Her name is Lucinda, and that’s how I came to have a Christmas dog.

Lucinda sleeps in a box-store dog bed atop a big brown club chair in the living room. Her manners are good, considering, except for a penchant for jumping to the center of the dining-room table when nobody’s looking.

My old dogs tolerate her, and they are excellent judges of character.

Lucinda blends right into the Christmas clutter of my unorganized house, not yet on Southern Living’s radar. She looks good curled like a comma beneath the sepia-toned photograph of my husband as a child of 6 or 7 visiting Santa, probably for the last time.

Hines is perched lightly on Santa’s knee, and has his hands stuffed in his jeans pockets in a defensive kind of posture, as if to disabuse any notion of a hug. There’s a dubious look on his face that stops one shade short of a sneer.

This Santa would have had trouble fooling a newborn. His dark sideburns are visible beneath the Santa hat, and he looks mad-dog mean, not jolly.

Hines is hedging his bets, and Santa is making quick Christmas cash. It’s what the French call “a marriage of convenience.”

With the tony, white-lit decorating everyone does these days, you don’t see as much of Santa Claus as you used to. It’s as if suddenly people find the Jolly Old Elf tacky.

I’ve thought of starting yet another campaign: “Put Claus back in Christmas!”

We need the idea of Santa Claus.
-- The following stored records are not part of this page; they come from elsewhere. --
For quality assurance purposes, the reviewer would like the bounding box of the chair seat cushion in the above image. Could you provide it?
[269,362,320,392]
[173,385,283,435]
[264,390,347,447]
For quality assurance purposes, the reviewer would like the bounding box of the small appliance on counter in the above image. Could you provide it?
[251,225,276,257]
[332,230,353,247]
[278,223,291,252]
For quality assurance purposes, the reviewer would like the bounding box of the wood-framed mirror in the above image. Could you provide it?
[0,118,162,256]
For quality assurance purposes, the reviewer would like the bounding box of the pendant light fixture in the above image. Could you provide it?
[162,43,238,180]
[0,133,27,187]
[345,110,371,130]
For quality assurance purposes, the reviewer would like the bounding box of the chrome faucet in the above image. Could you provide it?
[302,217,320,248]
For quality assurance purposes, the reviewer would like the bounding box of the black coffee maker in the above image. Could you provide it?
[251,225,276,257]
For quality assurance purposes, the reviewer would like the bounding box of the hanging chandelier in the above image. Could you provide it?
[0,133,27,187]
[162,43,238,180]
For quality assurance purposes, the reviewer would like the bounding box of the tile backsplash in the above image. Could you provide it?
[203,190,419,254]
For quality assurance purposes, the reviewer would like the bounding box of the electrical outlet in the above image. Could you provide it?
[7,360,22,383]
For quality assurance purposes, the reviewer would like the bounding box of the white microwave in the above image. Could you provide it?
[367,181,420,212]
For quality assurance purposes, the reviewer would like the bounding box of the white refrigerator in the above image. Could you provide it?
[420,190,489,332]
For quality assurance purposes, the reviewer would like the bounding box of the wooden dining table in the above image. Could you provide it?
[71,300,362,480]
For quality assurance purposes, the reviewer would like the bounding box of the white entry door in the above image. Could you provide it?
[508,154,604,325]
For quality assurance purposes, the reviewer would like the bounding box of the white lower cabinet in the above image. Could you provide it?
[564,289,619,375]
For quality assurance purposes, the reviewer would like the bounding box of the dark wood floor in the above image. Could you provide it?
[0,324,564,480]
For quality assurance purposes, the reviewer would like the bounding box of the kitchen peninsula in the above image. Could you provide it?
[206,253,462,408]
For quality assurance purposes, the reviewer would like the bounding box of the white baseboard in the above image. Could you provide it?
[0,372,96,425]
He stands for the fantastical thought that someone cares – if we are sleeping, if we are awake. And because he cares, we should be good for goodness’ sake. Plus, nobody wages war in the name of Santa Claus. We can all agree on him.

I know, in a world, a country, where people are mowed down at office Christmas parties there may be more to worry about than a dog dropped to die and the paucity of Santa Clauses. But I’ve reached the “Candide” stage of my life and increasingly believe there’s merit in tending my own garden.

Small things matter: old photos, lost dogs, a hand-me-down, handmade music box with an angel playing a Liberace grand. If it makes me smile, I keep it. Somehow I am still in love with life.

A puppy was not in our plans. Travel was. We keep insisting to one another that someone will see Lucinda and want to adopt her, and that will be fine by us. She will be someone else’s Christmas puppy.

But Lucinda looks at us with her coffee eyes the same way Hines is looking at Santa Claus in the old photo. She’s not buying it.